A spot of baksheesh

Is everyone drunk?

Family doctors are to be paid for prescribing hormones to transgender patients, in the first scheme of its kind in the UK.

I don’t think family doctors work for free in the UK, so this “being paid” seems to amount to a sweetener for one particular kind of prescription. Kind of like a bribe. Is that really a good idea?

Under the programme, which was launched yesterday, GPs in Sussex will get £178 a year for every adult to whom they prescribe “cross sex hormone therapy”. They will also be able to claim an extra £91 a year for providing an annual health check to a transgender, non-binary or intersex (TNBI) patient.

“Extra” – so the £178 and the £91 are sweeteners. Bribes.

The scheme, which also requires staff to take training in transgender healthcare, is aimed at reducing the high rates of long-term physical and mental health problems in TNBI patients and improve their low levels of satisfaction with NHS care. Trans rights campaigners welcomed the programme. Patients referred to gender identity clinics (GICs) face waits of years, after referrals soared 240 per cent in five years.

So if all the kids were jumping off roofs would you give ladder-makers £178 a year for every kid who jumped? Maybe instead everyone should be pausing to ask why referrals have soared 240 per cent in five years. Social contagion anyone?

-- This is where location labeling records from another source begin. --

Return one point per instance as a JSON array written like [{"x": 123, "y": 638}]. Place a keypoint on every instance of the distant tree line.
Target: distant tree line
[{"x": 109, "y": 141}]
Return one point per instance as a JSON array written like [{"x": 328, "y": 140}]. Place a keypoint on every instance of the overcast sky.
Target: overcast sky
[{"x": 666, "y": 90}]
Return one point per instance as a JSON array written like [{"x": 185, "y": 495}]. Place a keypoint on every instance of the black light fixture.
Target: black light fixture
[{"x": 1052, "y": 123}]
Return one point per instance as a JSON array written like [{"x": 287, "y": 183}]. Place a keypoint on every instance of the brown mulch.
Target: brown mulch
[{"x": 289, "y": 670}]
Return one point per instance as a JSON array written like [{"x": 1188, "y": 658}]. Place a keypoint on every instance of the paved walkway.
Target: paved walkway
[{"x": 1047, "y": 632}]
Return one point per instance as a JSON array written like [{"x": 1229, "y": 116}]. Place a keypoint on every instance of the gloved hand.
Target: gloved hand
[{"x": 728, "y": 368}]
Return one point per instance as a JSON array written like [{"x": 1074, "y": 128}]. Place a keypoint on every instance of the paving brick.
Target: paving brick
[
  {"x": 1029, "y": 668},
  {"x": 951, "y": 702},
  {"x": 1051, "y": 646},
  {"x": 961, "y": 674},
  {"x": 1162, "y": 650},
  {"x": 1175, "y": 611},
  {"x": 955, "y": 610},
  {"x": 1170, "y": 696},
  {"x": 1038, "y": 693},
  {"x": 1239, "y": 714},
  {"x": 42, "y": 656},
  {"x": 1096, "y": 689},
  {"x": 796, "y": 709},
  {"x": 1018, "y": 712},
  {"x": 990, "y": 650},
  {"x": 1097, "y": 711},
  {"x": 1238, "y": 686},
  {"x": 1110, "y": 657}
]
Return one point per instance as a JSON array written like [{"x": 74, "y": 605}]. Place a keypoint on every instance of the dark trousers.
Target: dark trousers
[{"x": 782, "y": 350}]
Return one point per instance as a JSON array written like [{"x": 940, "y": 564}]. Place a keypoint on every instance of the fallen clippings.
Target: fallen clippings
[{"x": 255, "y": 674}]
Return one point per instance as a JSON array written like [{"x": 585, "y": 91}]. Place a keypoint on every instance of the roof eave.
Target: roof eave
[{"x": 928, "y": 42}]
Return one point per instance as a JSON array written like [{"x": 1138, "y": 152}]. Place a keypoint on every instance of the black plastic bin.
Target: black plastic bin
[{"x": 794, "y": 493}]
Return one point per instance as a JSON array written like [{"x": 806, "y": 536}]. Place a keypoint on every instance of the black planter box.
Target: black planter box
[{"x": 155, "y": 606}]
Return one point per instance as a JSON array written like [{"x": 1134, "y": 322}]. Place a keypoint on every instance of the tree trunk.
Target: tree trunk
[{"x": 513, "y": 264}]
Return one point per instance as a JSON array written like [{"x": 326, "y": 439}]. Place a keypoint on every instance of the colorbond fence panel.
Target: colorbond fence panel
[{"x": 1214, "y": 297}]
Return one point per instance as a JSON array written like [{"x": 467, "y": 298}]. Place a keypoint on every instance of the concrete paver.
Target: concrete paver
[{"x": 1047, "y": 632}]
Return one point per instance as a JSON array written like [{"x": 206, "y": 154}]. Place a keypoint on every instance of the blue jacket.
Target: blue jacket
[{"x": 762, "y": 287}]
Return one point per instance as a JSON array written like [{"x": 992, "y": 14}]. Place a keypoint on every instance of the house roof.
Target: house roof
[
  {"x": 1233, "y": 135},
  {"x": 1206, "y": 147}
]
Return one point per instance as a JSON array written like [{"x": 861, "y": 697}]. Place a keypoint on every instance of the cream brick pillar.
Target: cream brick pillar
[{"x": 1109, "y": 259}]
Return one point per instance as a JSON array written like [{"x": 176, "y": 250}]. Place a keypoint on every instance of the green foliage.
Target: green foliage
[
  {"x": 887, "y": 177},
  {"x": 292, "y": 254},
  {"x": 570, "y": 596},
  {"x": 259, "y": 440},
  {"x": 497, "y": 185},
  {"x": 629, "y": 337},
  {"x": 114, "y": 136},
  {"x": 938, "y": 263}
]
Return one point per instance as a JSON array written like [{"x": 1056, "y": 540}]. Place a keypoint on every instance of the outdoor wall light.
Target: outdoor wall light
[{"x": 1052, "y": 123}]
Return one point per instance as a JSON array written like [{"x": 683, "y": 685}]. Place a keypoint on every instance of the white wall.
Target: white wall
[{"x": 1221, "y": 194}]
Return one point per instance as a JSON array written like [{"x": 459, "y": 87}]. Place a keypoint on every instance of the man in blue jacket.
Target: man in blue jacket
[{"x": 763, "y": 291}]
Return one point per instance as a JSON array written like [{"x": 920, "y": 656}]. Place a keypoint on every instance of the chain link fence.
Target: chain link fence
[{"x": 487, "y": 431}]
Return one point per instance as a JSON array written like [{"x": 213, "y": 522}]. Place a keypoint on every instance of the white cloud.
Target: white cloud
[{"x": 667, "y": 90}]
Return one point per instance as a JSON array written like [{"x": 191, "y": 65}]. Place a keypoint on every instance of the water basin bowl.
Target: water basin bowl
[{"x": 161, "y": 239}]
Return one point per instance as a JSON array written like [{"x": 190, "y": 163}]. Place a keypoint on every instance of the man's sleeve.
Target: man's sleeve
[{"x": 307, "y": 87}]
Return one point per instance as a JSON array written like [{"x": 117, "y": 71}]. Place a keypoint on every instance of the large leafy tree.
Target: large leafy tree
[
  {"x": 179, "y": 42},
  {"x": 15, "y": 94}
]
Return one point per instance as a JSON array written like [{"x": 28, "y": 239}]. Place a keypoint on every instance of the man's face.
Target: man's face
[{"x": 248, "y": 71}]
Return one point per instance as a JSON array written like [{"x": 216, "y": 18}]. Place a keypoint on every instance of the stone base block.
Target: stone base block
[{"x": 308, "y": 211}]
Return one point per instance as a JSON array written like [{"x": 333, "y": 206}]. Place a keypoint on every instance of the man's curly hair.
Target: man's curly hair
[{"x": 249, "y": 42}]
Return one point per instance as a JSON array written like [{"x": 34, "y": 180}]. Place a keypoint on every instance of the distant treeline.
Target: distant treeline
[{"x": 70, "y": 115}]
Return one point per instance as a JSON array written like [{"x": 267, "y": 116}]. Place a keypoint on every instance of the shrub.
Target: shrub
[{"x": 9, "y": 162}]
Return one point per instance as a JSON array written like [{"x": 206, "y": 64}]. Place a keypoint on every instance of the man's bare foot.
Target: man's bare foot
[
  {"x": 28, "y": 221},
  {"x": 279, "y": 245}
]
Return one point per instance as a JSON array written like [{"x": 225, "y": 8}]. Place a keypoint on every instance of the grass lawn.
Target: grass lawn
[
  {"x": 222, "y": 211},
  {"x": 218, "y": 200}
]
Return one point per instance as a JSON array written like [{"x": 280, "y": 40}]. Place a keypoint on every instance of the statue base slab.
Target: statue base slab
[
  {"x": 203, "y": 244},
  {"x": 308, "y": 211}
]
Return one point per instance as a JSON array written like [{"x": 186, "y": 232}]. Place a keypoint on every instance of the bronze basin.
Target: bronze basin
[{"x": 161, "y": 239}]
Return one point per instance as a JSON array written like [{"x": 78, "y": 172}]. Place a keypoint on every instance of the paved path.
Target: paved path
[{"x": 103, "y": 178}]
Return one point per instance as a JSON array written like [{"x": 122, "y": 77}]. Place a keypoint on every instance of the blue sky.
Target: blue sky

Trans men may be given hormones, such as testosterone, to help with masculinisation while trans women get hormones such as oestrogen to help with feminisation.

Let’s all masculinize or feminize; it sounds like such fun, and so healthy too.

To receive payments, participating surgeries are required to compile a register of anyone considered to be TNBI. The scheme will initially run for three years across Brighton and Hove, East Sussex and West Sussex. Participating GPs must undertake two and a half hours of online training.

Ooooooh two and a half hours, that’s more than enough.